9 Toen zwoer Mozes te dien zelven dage, zeggende: Indien niet het land, waarop uw voet getreden heeft, u en uw kinderen ten erfdeel zal zijn in eeuwigheid, dewijl gij volhard hebt den HEERE, mijn God, na te volgen.
Und Mose schwur selbigen Tages und sprach: Fürwahr, das Land, das dein Fuß betreten hat, soll dir und deinen Söhnen zum Erbe sein ewiglich; denn du folgtest Jehovah, meinem Gotte, völlig.
10 En nu, zie, de HEERE heeft mij in het leven behouden, gelijk als Hij gesproken heeft; het zijn nu vijf en veertig jaren, sedert dat de HEERE dit woord tot Mozes gesproken heeft, toen Israel in de woestijn wandelde; en nu, zie, ik ben heden vijf en tachtig jaren oud.

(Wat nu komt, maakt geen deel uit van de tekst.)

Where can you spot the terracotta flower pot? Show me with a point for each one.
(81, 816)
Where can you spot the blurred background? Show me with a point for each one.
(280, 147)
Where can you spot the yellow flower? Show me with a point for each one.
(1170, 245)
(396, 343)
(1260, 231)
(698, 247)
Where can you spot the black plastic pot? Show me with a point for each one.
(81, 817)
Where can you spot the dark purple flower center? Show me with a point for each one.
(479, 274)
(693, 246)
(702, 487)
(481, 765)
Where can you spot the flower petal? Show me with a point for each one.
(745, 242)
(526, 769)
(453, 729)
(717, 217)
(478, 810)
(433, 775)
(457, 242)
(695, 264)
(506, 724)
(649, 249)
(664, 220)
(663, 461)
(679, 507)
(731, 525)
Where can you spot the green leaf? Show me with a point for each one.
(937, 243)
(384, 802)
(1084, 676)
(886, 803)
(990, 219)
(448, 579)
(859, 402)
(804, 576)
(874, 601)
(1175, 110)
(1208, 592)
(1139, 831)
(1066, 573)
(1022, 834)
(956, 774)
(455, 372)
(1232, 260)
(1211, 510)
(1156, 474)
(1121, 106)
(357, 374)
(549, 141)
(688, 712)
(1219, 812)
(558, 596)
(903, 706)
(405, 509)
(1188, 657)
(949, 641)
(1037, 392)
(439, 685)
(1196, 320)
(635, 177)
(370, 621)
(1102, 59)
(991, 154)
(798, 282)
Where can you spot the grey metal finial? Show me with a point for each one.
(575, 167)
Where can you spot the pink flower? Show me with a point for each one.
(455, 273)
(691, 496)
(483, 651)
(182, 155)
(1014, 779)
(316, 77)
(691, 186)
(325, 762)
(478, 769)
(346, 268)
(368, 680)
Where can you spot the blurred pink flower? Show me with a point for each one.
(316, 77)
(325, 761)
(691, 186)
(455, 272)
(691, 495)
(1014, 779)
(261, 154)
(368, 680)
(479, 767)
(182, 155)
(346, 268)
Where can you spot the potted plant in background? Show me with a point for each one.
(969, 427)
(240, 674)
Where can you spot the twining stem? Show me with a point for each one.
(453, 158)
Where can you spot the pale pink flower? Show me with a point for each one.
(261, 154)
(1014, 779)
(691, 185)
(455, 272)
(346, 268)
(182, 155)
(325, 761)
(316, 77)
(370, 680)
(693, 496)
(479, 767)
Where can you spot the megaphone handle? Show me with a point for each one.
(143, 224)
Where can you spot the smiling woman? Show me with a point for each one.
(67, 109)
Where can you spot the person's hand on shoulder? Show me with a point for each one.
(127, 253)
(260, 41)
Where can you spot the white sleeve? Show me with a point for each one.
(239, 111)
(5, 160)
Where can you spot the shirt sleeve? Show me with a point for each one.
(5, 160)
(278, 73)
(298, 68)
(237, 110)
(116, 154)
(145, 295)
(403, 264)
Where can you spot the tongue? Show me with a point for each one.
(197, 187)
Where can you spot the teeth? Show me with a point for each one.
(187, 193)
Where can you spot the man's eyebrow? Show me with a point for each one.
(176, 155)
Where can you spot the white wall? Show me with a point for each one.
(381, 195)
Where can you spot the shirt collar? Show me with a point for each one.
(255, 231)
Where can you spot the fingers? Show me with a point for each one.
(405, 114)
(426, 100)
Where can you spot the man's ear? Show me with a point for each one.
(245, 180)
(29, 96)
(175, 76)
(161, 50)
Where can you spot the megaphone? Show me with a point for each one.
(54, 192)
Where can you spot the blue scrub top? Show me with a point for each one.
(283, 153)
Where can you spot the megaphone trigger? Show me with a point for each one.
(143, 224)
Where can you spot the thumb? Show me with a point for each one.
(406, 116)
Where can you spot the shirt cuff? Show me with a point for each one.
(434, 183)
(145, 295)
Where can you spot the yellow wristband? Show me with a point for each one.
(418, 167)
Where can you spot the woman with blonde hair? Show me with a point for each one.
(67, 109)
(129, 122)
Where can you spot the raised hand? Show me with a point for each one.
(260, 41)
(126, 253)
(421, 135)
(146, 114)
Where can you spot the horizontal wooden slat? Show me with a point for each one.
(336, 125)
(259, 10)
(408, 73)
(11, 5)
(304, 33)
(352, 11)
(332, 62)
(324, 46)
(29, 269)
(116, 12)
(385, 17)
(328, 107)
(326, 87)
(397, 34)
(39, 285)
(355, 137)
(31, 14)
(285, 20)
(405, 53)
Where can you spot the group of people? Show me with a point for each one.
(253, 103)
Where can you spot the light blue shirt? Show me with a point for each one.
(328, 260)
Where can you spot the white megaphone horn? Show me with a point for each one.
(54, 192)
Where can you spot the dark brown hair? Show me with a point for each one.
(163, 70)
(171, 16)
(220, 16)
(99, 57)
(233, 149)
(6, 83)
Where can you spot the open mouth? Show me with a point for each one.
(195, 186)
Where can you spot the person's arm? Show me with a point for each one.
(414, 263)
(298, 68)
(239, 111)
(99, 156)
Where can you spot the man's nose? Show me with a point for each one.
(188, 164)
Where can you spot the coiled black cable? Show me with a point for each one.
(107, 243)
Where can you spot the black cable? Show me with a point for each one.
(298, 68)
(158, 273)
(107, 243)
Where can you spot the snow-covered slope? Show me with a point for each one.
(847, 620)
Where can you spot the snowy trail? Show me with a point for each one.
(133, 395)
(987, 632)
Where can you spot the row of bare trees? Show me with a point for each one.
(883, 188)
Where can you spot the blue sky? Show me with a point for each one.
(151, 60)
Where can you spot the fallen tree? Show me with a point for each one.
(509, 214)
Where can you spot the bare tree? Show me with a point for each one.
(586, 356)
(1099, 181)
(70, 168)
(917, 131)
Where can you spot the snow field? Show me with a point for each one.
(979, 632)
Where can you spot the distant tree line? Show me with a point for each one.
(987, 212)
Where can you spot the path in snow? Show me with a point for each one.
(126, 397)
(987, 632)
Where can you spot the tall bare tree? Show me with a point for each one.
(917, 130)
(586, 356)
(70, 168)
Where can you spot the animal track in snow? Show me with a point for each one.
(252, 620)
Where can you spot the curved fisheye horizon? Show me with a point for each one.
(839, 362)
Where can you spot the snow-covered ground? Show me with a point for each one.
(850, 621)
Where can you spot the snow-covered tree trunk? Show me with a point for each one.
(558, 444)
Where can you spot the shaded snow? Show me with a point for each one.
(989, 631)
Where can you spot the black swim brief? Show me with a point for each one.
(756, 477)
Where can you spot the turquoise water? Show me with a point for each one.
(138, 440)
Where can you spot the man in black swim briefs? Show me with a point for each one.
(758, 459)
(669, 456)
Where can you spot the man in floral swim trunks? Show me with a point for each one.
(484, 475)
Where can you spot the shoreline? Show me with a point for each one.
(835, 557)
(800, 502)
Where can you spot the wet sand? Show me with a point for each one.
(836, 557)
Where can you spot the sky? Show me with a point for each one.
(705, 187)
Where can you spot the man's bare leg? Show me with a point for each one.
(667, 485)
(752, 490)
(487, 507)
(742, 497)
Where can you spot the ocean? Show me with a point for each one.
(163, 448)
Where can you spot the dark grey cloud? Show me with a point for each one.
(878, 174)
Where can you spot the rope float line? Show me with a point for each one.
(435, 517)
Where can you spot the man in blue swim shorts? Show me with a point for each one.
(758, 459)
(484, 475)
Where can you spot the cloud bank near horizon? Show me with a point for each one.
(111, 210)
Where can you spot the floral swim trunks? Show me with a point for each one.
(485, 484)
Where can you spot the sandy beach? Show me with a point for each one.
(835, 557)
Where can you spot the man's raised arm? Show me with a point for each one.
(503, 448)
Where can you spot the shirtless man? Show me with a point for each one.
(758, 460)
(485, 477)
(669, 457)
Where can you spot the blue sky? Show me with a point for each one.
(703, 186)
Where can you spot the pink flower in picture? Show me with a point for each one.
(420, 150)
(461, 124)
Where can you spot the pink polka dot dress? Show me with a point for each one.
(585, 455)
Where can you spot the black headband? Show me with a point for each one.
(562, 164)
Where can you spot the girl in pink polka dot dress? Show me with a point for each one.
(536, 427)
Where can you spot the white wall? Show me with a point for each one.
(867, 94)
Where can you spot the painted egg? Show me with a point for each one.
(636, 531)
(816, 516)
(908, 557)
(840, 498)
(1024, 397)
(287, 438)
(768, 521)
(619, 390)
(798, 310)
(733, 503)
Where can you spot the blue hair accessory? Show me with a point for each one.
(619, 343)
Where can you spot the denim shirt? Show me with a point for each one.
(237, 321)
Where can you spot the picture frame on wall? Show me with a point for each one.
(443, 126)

Und nun siehe, Jehovah hat mich am Leben erhalten, wie Er geredet hat, diese fünfundvierzig Jahre, seit Jehovah dies Wort geredet hat zu Mose, da Israel in der Wüste zog, und nun siehe, ich bin diesen Tag fünfundachtzig Jahre alt.
11 Ik ben nog heden zo sterk, gelijk als ik was ten dage, toen Mozes mij uitzond; gelijk mijn kracht toen was, alzo is nu mijn kracht, tot den oorlog, en om uit te gaan, en om in te gaan.
Noch bin ich diesen Tag so stark, wie am Tage, da Mose mich sandte; wie meine Kraft war damals, so ist meine Kraft jetzt, zum Streit, zum Ausgang und zum Eingang.
12 En nu, geef mij dit gebergte, waarvan de HEERE te dien dage gesproken heeft; want gij hebt het te dienzelven dage gehoord, dat de Enakieten aldaar waren, en dat er grote vaste steden waren; of de HEERE met mij ware, dat ik hen verdreef, gelijk als de HEERE gesproken heeft.
Und nun, gib mir diesen Berg, davon Jehovah an selbigem Tag geredet hat. Denn du hast an demselben Tage gehört, daß Enakim dort sind, und große, feste Städte. Vielleicht ist Jehovah mit mir, daß ich sie austreibe, wie Jehovah geredet hat.
13 Toen zegende hem Jozua, en hij gaf Kaleb, den zoon van Jefunne, Hebron ten erfdeel.
Und Joschua segnete ihn und gab Chebron dem Kaleb, dem Sohne Jephunnehs, zum Erbe.
14 Daarom werd Hebron aan Kaleb, den zoon van Jefunne, den Keneziet, ten erfdeel tot op dezen dag; omdat hij volhard had den HEERE, den God Israels, na te volgen.
Deshalb ward Chebron dem Kaleb, dem Sohne Jephunnehs, dem Kenissiten zum Erbe bis auf diesen Tag, darum, daß er Jehovah, dem Gotte Israels, völlig gefolgt.
15 De naam nu van Hebron was eertijds Kirjath-Arba, die een groot mens geweest is onder de Enakieten. En het land rustte van den krijg.
Und der Name Chebron war vordem Kirjath Arbah, eines Menschen, der groß war unter den Enakim; und das Land rastete vom Krieg.